What is Corporate Social Responsibility?
Corporate Social Responsibility (CSR) can be understood in terms of corporate responsibility with strong emphasis upon the obligations a company has to the community, particularly with respect to charitable activities and environmental concerns. The first level of corporate responsibility could be seen as being a sort of tacit agreement between a business and a community, whereby the community would give the business a place and an environment to operate, while in return the business would give the community jobs and tax money. With CSR the community expects more: it expects the business to preserve the environment in the broadest sense of the term and to make the community a better place to live and to work through charitable activities.
BSR (Business for Social Responsibility) goes further by talking about Integrated Business Models: “Businesses that integrate sustainability fully have a competitive advantage. Achieving that requires vision, innovation, and the right metrics and incentives.”
Usually, a company having a policy of CSR publishes a charter explaining how it understands the concept and goes about to apply it throughout their business practice.
The charter typically will have four or five main aspects to it:
Client and marketplace: It is the sustainability policy by which the company treats it clients and competitors.
Workplace: It is the Human Resources policy, notably with respect to safety and employment security.
Environment: This refers to the way the company approaches the issues concerning the planet. These should not be limited to carbon footprint.
Community: Here the company explains how it helps through charities, donations and charitable events.

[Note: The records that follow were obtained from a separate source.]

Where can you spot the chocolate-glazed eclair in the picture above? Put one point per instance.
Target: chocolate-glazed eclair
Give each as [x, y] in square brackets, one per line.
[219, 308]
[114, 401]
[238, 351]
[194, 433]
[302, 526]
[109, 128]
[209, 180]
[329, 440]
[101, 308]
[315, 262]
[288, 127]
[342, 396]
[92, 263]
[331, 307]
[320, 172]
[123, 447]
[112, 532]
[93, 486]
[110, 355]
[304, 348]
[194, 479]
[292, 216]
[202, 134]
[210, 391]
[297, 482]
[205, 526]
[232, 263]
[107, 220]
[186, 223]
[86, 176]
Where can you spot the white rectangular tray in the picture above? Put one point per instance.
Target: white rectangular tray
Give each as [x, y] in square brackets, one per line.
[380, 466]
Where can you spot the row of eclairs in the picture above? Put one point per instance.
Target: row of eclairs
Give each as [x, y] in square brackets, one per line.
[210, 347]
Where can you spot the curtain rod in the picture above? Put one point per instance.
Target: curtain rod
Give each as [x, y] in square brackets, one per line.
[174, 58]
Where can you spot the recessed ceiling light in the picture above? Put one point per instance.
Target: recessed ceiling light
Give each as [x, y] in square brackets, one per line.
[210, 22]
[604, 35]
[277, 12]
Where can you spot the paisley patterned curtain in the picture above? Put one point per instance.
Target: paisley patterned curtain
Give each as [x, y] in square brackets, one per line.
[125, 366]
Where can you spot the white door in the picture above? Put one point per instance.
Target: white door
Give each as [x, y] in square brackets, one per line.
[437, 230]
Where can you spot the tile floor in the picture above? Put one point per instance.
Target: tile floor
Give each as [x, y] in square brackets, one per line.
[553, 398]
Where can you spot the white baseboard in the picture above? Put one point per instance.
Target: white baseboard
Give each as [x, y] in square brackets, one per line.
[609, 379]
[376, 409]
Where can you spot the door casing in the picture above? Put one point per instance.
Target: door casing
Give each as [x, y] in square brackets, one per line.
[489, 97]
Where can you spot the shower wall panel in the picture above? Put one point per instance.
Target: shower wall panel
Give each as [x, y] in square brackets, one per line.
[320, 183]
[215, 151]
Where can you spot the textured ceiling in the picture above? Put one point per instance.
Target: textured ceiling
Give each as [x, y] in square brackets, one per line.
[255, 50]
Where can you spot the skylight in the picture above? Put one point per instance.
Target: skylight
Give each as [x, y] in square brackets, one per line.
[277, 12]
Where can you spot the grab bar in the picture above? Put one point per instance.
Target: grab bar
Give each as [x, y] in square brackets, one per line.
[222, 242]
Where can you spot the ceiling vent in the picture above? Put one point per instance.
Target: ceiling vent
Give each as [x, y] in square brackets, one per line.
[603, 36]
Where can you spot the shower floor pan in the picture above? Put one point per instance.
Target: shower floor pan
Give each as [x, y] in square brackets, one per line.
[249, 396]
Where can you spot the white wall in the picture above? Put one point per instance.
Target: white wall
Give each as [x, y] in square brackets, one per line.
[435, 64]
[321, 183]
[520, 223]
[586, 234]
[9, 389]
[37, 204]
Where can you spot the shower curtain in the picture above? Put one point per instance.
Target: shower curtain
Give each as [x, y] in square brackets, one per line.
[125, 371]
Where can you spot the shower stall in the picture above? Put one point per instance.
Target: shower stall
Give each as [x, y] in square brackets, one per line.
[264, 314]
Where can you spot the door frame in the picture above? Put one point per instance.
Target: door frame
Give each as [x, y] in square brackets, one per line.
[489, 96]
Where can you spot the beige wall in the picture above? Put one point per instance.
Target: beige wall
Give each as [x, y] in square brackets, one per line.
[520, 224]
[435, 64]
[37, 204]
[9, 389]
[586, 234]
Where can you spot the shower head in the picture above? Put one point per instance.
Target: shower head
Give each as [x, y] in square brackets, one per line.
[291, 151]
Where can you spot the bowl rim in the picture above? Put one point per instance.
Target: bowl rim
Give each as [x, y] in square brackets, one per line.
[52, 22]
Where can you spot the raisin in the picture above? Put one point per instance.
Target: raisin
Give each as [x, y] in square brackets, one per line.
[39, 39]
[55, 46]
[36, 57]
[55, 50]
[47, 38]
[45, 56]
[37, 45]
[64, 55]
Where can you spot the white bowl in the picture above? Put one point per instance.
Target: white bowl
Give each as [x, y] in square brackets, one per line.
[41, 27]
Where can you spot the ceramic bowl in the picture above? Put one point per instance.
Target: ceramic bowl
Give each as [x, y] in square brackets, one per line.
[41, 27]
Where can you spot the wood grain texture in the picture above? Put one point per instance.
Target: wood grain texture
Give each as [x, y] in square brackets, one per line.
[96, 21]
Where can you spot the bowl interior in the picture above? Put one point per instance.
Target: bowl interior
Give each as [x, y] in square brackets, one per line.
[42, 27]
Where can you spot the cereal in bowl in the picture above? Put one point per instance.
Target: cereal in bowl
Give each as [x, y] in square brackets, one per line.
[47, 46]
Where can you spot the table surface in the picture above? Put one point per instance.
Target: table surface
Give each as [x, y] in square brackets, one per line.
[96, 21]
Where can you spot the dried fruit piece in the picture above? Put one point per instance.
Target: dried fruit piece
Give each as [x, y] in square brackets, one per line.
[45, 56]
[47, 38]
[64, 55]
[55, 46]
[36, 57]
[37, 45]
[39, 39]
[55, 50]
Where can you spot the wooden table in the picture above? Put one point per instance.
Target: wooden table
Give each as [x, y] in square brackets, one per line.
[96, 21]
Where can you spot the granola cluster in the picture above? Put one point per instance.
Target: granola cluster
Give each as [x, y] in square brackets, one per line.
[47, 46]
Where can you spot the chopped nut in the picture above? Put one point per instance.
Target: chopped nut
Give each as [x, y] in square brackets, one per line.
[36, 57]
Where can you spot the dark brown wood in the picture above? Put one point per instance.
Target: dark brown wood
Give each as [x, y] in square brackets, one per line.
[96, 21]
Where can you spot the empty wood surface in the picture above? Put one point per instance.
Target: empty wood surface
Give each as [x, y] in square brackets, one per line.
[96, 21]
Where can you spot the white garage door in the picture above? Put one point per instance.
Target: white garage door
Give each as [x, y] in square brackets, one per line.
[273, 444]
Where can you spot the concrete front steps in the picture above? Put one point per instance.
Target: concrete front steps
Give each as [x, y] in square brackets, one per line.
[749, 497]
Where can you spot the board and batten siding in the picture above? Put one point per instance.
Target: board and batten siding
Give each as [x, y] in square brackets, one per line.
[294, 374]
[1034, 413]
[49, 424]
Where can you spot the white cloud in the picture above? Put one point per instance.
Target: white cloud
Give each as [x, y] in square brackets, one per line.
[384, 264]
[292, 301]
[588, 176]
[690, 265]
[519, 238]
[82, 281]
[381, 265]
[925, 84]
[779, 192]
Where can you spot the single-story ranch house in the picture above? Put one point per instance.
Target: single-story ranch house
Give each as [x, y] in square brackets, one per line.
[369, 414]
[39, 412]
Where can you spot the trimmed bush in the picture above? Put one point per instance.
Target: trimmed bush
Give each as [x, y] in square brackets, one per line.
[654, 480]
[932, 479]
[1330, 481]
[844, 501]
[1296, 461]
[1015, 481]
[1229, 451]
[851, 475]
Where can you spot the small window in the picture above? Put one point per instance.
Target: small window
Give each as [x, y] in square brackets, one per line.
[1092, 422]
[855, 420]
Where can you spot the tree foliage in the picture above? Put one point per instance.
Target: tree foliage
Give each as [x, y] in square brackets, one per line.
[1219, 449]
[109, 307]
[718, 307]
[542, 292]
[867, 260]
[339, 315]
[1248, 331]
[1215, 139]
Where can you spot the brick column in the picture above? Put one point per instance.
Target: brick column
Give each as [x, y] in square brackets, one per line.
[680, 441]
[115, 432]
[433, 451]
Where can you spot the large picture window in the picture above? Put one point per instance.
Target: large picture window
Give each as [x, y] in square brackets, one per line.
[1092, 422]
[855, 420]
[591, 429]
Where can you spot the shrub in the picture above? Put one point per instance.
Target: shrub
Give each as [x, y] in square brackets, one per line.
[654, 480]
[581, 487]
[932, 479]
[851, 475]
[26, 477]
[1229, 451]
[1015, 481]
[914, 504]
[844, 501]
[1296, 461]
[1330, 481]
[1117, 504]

And sometimes Economics: Here it refers to its policy with respect to taxes in a community, corruption, and other money matters.
There are many, if not the majority, of leading companies out there with publicized CSR charts and statements. CSR is an integral part of today’s way of doing business. Consultants and business advisers, lawyers, financial experts… many tell and show us the benefits of CSR from their specific point of view.
With this much social conscience, why are we still witnessing growing inequalities, increasing pollution and contamination, financial scandals at the highest corporate levels and corruption?
I don’t have all the answers of course, but I do believe the charts put up by the major companies, though they show genuine intention, do not reflect the level of actual social responsibility exercise.
Social responsibility, whether corporate or personal, is one of the highest forms of responsibility there is. In the day-to-day physical world, it is very rarely practiced. There is good reason for this: the meaning of the word responsibility itself.
According to Google, the definition is the following:
There are two notions here:
1 - That we have to deal with something
Note that this strict definition solely implies that a goal is set, and that we have to stick to it. It does not imply that it is up to us to make things happen. In actual professional situations, if things don’t happen the way they were planned, the person in charge is considered to be irresponsible or incompetent. Both are considered failures, and both are somehow punished or chastised for their ill doings.
2 - That we have control over someone
This implies that we have some psychological superiority to someone else and are therefore expected (by ourselves and by others) to control another human being. In this vision of things, responsibility is a hierarchical thing. It is bestowed upon some by a superior authority.
If we look at these things rationally, we find that they are impossible. Society recognizes the contradiction at some level and will alleviate us form our responsibility when it can be proven that forces beyond what “can be controlled” are involved. Severe natural events like storms or earthquakes are part of these events that allow us to be exempt from responsibility. Another case is when someone under our hierarchical command is judged mentally disturbed or ill. In fact, we have recently seen a whole catalogue of mental “disorders”, and many of our employees, and ourselves, could arguably fit one description or another.
Let’s consider sociopathic behavior for example. It is defined as a lack of empathy and an inability to identify with others coupled with a superficial charm, persuasiveness, focus, and egomania.
How can a sociopathic CEO enforce a CSR charter? Well, the fact is, no matter how much his intellectual self will want to and believe in CSR, his instinctive self or sub-conscious self (or however you wish to label this) will not be able to keep it up for long. And once the CSR is written and publicized, there is not much else being done. It is a bit like a new year’s resolution.
Is there something we can do about it? Well, we could start by changing our criteria about what makes a good CEO. We could also apply subtle social pressure to start the ball moving on
My point is that the notion of responsibility is a bizarre one with soft edges. And it HAS to be this way because of the nature of the human beast. Some people will put a lot hardship for themselves under the term “responsibility” and it will generate much stress. Others will generate a lot of hardship towards others under the term “responsibility” and it will propagate stress. Others yet will do both.
I believe that the only real responsibility we can hold is for ourselves. We can hold values, interpret them on a daily, even hourly, basis, and act in accordance with these values. Responsibility can only be behavioral, it cannot be objectively result based. Results are what happen normally after the proper series of natural behaviors are acted out towards a stated goal.
Where do you feel your responsibility lies in your professional, social or personal environments?